Söyleşiye başlamadan önce, sivil toplum örgütlerini dolaşarak referandum kampanyasına başladık dediniz. İnsanlara Hayır demeleri gerektiğini nasıl anlatıyorsunuz?

STK'ları geziyoruz ve emin olun gezdiğimiz her yerde Evet'in anlaşılmadığını görüyoruz. Herkes “Zaten işleyen bir sistem vardı ve bu sistem gelse dahi iki yıl boyunca eski sistemle devam edileceğine göre, acele neydi?” diye soruyor. 2008 yılında yapılabilirdi referandum. AK Partililer bunun cevabını veremiyor. Geçen gün CNN’de Şirin Payzın’ın konuğu olan Ahmet İyimaya iki saat boyunca Evet'i anlatamadı. Sorulan sorulara çok dolambaçlı cevaplar vermeye çalıştı, ama sorulan soruların hiç birine direkt olarak yanıtlamadı. Bu sistem değişikliğiyle her şeyin daha iyi olacağını anlatıyorlar, ama elinizde yetki varken, bunca yıldır iktidarken neden yapmadınız sorusuna cevap veremiyorlar. Örneğin şunu diyorlar, biz gelince terör bitecek. Sistem değişince terör bitecek, peki bitirmemek için elinizi tutan neydi şimdiye kadar? İki yıl daha neden bekleyeceksin? Yani referandumda Evet çıksa bile terörü bitirmek için iki yıl daha bekleyeceksin. Bu doğru değil tabi. Biz sistemin sakat olduğunu başından beri söyledik. Yenikapı’da dahi onlara demokrasiyi, parlamentoyu güçlendirmek gerektiğini anlattı genel başkanımız. Parlamenter sistemin daha da güçlenmesi için yaptığı 11 maddelik bir açıklama vardı ve bunu Milliyetçi Hareket Partisi'nin (MHP) Genel Başkanı da, AK Parti'nin Genel Başkanı da, Cumhurbaşkanı da orada dinlediler. Buna hiç kimsenin itirazı olmadı, halk alkışladı. Ama her nedense MHP'nin lideri durup dururken “başkanlık sistemini gözden geçirelim” diye ortaya çıktı. Bunun yanlış olduğunu parti olarak anlatmaya gerek yok. Haziran olaylarında, Gezi olaylarında, ağaçların kesilmesiyle birlikte her düşünceden insanın bir itirazı oldu. Şu anda da seksen milyon insanın hepsinin bu çıkarılan 18 maddeye bir tarafından itirazı vardır. Az önce AK Parti’yle yakın ilişkisi olduğunu sandığımız bir hanımefendi ile görüştük. 18 maddenin hepsine Evet demiyor, onun da itirazları var. AK Parti'nin tabanından insanlar 18 maddeyi görüyoruz, ama anlatıldığı kadarı ile benim de kabul etmediğim maddeler var, diyor. Biz tek adam rejimine, ülke kaderinin tek adamda olmasına karşıyız, diyorlar. 18 madde irdelenmedi, tartışılmadı, soranlara Evet'i anlatabilecek gerçekçi, ikna edici doneler yok ellerinde. Hayır diyenlere terörist demeleri de bu nedenle. Hiçbir şey bulamadılar, “Hayır diyenler teröristtir, Evet diyenler vatanseverdir” demeye başladılar.

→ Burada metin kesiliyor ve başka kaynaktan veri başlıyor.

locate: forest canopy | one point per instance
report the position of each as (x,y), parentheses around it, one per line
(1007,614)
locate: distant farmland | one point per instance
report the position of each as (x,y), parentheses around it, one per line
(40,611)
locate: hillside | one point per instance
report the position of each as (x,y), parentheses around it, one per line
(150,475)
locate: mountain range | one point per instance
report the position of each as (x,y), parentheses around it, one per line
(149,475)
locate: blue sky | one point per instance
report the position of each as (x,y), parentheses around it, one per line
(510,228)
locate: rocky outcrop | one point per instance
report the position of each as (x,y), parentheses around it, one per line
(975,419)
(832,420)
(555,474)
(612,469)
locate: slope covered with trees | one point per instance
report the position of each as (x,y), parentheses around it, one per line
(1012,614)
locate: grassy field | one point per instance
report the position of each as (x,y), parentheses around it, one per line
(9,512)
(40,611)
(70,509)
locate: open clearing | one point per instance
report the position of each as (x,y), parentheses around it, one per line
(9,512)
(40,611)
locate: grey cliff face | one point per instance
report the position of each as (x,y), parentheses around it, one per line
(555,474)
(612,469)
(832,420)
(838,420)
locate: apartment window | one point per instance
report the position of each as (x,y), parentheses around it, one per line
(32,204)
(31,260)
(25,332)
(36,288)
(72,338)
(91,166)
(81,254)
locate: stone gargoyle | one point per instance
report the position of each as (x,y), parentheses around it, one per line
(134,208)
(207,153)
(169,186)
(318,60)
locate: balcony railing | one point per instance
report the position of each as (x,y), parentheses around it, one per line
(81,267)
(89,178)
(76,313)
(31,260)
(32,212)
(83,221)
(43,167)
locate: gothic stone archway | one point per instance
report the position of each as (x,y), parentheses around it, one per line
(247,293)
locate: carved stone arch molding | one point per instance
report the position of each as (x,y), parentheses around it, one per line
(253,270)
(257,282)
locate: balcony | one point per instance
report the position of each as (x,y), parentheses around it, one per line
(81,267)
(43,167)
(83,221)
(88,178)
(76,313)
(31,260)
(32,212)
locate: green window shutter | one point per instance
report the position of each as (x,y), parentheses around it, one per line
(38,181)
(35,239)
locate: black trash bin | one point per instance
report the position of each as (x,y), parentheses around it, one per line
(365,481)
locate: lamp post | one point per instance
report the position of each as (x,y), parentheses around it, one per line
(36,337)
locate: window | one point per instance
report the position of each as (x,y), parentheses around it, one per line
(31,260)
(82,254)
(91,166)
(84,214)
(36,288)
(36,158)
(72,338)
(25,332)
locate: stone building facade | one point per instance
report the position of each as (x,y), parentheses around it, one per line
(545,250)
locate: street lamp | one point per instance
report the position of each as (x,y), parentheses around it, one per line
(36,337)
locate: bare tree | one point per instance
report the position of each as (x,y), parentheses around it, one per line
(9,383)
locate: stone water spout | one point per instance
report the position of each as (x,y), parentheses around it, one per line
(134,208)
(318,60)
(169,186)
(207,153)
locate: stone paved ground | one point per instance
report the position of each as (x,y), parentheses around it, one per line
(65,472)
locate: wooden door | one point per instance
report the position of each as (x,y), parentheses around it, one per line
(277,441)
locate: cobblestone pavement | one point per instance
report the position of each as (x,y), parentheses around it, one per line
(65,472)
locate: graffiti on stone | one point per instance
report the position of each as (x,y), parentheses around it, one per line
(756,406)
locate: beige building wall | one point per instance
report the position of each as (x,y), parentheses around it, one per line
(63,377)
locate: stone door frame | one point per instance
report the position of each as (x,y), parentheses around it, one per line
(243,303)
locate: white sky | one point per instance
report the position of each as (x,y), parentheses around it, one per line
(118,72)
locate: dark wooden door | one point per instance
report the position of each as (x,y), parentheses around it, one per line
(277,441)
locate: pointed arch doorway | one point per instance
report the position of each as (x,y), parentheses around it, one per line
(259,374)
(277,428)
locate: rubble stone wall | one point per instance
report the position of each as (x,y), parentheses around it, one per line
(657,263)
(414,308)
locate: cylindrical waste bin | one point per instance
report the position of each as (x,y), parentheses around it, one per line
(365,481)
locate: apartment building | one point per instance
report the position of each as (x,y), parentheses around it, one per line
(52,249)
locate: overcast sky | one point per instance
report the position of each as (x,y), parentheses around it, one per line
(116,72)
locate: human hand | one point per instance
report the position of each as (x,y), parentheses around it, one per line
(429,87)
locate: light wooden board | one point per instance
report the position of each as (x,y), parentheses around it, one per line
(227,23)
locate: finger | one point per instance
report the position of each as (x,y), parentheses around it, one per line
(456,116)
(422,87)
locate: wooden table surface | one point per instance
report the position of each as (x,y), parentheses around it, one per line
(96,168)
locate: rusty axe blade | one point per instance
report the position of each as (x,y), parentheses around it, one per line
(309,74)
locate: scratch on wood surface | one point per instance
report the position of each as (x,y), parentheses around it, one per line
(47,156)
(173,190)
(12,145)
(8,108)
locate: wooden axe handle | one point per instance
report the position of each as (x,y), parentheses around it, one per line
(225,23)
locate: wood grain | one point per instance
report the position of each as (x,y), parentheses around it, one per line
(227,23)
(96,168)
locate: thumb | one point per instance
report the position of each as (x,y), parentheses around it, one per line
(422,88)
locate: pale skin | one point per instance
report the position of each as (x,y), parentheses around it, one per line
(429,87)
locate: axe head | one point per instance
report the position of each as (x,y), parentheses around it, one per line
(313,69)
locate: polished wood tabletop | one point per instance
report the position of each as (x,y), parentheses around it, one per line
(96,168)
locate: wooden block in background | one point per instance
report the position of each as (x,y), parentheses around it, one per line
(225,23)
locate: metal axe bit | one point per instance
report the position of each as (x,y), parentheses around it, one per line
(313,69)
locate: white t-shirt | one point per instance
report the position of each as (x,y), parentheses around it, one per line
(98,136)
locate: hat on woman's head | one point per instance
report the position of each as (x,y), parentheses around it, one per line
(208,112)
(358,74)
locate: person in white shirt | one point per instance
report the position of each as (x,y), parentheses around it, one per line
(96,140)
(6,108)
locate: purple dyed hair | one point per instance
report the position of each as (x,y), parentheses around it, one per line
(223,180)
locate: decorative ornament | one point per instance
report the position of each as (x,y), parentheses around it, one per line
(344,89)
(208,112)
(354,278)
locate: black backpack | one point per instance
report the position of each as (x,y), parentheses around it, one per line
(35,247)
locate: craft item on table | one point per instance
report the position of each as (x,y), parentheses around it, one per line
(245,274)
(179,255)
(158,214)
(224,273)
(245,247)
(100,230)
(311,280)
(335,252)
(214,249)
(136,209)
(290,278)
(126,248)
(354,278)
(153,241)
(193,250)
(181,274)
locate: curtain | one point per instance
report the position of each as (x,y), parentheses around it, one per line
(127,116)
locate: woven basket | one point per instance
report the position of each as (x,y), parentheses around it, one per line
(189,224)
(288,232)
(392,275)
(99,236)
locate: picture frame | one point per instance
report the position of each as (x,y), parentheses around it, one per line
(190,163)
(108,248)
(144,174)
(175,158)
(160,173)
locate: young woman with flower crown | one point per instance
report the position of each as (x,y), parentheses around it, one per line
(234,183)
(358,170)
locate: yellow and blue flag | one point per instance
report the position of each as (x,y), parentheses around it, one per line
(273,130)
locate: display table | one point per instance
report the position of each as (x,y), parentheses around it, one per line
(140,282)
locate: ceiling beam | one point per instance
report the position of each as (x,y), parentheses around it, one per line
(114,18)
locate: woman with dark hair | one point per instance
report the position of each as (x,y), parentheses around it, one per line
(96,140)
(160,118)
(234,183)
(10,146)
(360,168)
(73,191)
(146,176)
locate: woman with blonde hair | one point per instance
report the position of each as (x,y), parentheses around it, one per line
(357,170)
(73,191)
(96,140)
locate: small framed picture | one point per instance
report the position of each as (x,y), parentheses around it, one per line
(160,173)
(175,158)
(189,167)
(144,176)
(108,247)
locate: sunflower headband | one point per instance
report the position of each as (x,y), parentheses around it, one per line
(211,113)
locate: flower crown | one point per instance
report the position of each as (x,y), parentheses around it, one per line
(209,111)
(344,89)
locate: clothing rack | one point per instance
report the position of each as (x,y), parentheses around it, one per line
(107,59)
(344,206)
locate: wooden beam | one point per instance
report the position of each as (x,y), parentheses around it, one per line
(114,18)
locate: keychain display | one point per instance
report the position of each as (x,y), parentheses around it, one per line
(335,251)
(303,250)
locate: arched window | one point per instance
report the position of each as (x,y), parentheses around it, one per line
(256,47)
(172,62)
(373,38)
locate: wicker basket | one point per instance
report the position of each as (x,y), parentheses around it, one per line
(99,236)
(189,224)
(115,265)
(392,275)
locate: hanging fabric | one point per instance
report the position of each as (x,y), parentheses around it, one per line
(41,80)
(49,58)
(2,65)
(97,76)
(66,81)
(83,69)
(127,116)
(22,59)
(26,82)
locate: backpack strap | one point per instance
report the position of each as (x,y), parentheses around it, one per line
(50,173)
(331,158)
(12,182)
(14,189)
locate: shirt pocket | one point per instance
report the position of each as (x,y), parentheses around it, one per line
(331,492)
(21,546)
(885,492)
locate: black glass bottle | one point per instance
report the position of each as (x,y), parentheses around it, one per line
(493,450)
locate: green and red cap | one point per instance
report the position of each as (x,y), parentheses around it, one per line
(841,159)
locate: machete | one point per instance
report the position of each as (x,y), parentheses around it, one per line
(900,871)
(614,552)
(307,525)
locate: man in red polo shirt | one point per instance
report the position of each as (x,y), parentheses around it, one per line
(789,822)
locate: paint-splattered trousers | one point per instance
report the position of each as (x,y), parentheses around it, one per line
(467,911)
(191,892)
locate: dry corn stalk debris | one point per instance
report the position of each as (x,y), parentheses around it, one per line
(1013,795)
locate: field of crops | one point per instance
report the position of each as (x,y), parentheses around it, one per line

Hayır diyenlere “terörist” demek etkili oluyor mu peki?

Olmaz mı? Evet oyu verecek olanları gördüm, bu kadar da olmaz deyip kararlarını değiştirdiler. Hayır lehine döndü bu.

'AK PARTİ’DEN HAYIR DİYENLER VAR'

Peki, sizin Diyarbakır'daki gözleminiz nedir. AK Parti’ye daha önce oy vermiş insanların bu referandumda Hayır deme ihtimali nedir?

Bir örnek vereyim, geçen gün bir hacı amcayı ziyaret ettim, hastaydı ve bugüne kadar başka partiye hiç oy vermemişti. Yaşlı bir amca şunu dedi, “Ben Tayyip Erdoğan'ı seviyorum ve onu sevdiğim için Hayır oyu vereceğim.” Yani tuzak olarak görenler var, AK Parti seçmeninin bir kısmı Tayyip Erdoğan'a tuzak kurulduğunu düşünüyorlar. AK Parti'nin iktidar olmasını istiyorum, ama bu sistemin de onlara zarar vereceğini düşündüğüm için Hayır diyorum, diyen insanlar var. Ve çok az bir sayıda, yüzde 10-15 gibi kararsız var. Ama emin olun Diyarbakır’da çoğunlukla Hayır diyenleri görüyoruz.

AK Parti Mardin İl Başkanı Dündar: OHAL'de seçim bahar gibiAK Parti Mardin İl Başkanı Dündar: OHAL'de seçim bahar gibi

SESSİZLİK ‘HAYIR’ OLARAK YANSIYACAK

Daha 1,5 ay var referanduma, ama Diyarbakır biraz sessiz, bir seçim havası yok ve olmayacak gibi görünüyor. Bu sessizliği nasıl yorumlamak lazım?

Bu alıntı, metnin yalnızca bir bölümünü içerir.